Według insp. Nowak pod koniec października liczba zwolnień lekarskich w skali kraju nie odbiegała od dobowego standardu. Przekazała ponadto, że na policyjnych grupach społecznościowych pojawiają się fałszywe wpisy, które wprowadzają funkcjonariuszy błąd w kwestiach liczby zwolnień i działań ich przełożonych.
Insp. Nowak przekazała InfoSecurity24, że obecnie trwają prace mające "w sposób kompleksowy poprawić warunki pełnienia służby". Wyliczyła, że dotychczas wdrożono szkolenia hybrydowe, a w najbliższym czasie planowana jest zmiana przepisów dotyczących awansów, wprowadzenie dodatków progresywnych i świadczeń metropolitalnych, a także opracowanie nowej siatki płac, która ma "urealnić wynagrodzenia".

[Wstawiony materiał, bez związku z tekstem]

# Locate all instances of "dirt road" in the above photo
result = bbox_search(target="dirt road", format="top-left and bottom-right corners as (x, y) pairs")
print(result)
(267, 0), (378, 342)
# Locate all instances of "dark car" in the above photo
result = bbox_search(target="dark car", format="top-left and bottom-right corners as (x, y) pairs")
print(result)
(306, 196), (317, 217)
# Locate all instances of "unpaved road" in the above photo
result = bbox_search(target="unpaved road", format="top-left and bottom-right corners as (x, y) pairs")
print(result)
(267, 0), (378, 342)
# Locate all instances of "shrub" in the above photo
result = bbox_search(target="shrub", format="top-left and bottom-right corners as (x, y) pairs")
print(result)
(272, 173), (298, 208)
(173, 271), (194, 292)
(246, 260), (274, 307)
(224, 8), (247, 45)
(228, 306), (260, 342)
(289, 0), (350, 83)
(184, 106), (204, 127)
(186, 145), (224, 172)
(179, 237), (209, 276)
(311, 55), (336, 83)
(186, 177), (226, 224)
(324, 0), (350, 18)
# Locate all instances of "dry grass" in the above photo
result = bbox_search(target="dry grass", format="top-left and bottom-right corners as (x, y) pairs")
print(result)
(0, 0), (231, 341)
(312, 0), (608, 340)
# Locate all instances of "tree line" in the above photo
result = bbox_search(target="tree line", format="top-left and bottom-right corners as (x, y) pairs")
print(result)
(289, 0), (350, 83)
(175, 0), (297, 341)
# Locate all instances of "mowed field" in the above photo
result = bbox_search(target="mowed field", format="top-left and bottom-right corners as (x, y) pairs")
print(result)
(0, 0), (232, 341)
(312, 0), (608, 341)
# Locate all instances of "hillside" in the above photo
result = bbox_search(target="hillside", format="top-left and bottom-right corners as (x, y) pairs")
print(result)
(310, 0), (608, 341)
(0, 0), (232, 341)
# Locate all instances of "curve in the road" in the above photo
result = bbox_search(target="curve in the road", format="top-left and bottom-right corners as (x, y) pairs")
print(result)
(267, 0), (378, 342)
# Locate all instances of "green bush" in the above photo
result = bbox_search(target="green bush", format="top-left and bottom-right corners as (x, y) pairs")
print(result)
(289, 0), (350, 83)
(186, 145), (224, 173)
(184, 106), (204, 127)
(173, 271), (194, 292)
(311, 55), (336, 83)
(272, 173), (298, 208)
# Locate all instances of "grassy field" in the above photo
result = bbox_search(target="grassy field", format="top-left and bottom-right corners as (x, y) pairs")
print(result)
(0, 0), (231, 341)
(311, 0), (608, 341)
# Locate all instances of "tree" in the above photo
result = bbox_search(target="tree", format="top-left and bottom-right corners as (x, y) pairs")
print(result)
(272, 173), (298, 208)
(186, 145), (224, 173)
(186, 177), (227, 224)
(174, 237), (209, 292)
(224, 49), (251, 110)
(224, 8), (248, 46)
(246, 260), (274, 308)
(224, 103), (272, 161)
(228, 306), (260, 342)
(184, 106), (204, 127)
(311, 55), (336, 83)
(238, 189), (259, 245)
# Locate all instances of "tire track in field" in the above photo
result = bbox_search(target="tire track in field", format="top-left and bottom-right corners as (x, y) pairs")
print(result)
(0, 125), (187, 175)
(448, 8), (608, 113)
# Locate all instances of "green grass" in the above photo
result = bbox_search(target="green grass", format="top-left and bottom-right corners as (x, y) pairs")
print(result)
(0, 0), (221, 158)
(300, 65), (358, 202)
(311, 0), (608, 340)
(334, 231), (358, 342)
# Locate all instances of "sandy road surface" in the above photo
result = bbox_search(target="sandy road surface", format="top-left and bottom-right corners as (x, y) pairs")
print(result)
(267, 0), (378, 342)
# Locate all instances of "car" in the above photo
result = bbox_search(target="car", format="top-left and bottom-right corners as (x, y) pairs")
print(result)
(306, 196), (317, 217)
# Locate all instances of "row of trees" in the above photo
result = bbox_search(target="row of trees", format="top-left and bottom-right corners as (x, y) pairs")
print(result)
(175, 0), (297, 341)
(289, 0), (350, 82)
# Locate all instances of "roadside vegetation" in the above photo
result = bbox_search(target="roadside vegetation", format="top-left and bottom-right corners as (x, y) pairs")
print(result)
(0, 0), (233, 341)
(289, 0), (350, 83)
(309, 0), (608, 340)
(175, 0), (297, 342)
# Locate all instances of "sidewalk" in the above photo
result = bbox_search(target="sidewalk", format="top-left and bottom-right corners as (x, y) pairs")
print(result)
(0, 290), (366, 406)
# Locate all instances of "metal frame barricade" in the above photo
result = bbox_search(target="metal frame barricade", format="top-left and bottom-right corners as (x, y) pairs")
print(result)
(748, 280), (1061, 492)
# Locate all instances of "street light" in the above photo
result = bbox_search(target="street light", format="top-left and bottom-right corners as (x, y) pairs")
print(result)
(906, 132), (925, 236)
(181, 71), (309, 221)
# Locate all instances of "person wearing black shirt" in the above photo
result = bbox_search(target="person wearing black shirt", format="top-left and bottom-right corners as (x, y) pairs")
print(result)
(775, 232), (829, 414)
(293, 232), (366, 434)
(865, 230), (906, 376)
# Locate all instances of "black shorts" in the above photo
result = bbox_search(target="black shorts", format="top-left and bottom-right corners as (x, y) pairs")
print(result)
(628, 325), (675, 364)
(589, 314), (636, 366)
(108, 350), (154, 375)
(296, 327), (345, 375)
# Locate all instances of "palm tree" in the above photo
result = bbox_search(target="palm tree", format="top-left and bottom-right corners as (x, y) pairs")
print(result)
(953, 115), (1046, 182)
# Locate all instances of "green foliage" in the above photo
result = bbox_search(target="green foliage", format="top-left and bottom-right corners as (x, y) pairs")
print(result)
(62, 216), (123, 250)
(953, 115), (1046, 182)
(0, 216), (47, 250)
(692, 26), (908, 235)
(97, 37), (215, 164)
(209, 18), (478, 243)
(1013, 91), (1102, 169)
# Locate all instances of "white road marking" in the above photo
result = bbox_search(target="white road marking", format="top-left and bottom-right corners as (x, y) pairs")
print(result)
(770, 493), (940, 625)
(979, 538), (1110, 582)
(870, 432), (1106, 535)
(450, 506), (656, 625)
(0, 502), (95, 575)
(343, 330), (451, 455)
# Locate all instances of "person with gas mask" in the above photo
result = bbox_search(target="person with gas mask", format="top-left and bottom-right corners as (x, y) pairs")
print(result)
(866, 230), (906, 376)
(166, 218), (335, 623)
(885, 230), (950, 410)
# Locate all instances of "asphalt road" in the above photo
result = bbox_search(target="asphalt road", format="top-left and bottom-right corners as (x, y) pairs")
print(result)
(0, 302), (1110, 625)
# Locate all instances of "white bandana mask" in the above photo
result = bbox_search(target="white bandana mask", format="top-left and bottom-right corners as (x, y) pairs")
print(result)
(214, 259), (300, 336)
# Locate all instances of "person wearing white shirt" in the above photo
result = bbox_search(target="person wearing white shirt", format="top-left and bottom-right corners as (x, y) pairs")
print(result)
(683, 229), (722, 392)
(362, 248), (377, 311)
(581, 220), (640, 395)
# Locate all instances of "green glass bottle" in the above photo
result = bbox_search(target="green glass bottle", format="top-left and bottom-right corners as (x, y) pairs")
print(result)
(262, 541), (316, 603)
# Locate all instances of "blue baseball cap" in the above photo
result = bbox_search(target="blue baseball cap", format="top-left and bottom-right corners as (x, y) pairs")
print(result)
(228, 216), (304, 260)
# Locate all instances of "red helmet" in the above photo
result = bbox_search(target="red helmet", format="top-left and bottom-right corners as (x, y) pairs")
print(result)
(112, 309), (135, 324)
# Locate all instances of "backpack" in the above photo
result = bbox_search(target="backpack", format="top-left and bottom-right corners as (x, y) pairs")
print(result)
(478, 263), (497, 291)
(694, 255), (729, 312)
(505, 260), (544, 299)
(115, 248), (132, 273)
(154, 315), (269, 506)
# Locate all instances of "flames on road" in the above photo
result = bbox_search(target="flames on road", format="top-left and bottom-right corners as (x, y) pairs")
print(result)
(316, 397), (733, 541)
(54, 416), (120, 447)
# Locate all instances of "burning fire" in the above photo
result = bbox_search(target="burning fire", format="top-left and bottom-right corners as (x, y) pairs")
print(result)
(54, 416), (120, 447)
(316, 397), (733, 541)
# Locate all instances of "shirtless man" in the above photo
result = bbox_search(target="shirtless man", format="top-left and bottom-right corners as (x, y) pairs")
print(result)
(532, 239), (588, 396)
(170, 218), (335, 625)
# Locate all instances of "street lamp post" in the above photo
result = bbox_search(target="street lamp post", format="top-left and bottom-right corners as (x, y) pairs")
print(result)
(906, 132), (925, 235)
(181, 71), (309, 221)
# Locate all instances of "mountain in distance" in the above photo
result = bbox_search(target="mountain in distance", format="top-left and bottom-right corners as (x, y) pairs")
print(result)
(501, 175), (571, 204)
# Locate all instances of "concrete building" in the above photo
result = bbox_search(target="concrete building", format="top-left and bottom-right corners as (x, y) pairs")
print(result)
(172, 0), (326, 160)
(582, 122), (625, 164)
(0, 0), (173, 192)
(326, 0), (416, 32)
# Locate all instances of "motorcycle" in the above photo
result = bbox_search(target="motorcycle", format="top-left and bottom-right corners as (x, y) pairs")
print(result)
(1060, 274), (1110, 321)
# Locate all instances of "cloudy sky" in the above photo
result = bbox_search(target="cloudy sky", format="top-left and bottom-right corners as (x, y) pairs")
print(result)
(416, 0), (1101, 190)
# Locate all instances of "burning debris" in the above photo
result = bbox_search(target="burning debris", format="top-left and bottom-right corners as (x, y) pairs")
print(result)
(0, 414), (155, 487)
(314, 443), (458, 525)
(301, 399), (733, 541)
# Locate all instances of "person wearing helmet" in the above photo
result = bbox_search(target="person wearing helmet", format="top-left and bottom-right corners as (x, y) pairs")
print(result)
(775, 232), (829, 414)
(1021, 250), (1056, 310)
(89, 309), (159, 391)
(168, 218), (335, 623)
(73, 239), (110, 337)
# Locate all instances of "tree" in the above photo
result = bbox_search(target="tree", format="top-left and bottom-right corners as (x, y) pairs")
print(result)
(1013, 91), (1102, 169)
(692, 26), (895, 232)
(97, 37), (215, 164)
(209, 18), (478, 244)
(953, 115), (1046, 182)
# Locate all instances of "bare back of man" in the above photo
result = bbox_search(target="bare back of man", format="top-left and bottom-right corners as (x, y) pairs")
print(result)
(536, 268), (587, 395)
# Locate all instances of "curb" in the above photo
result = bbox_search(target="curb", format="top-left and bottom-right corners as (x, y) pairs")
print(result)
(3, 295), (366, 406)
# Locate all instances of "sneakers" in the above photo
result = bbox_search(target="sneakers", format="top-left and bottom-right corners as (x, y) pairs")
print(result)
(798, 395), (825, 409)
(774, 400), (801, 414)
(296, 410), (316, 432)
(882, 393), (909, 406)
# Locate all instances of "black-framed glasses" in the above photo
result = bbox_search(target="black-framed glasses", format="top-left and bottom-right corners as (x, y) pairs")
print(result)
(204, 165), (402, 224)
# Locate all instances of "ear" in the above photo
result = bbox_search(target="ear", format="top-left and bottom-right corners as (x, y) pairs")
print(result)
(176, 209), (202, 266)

- Te prace - na poziomie Komendy Głównej wspólnie z ministerstwem - trwają od wielu miesięcy. I to nie dzieje się dlatego, że od kilku dni jest mowa o protestach. To są działania systemowe. Natomiast oczywiście takie rozwiązania wymagają czasu i zmian w przepisach - podkreśliła.
Gazeta.pl skontaktowała się z Komendą Główną Policji z zapytaniem o liczbę policjantów przebywających obecnie na zwolnieniach chorobowych oraz zarzuty czynione przez protestujących. O nowych doniesieniach w sprawie będziemy informowali na bieżąco.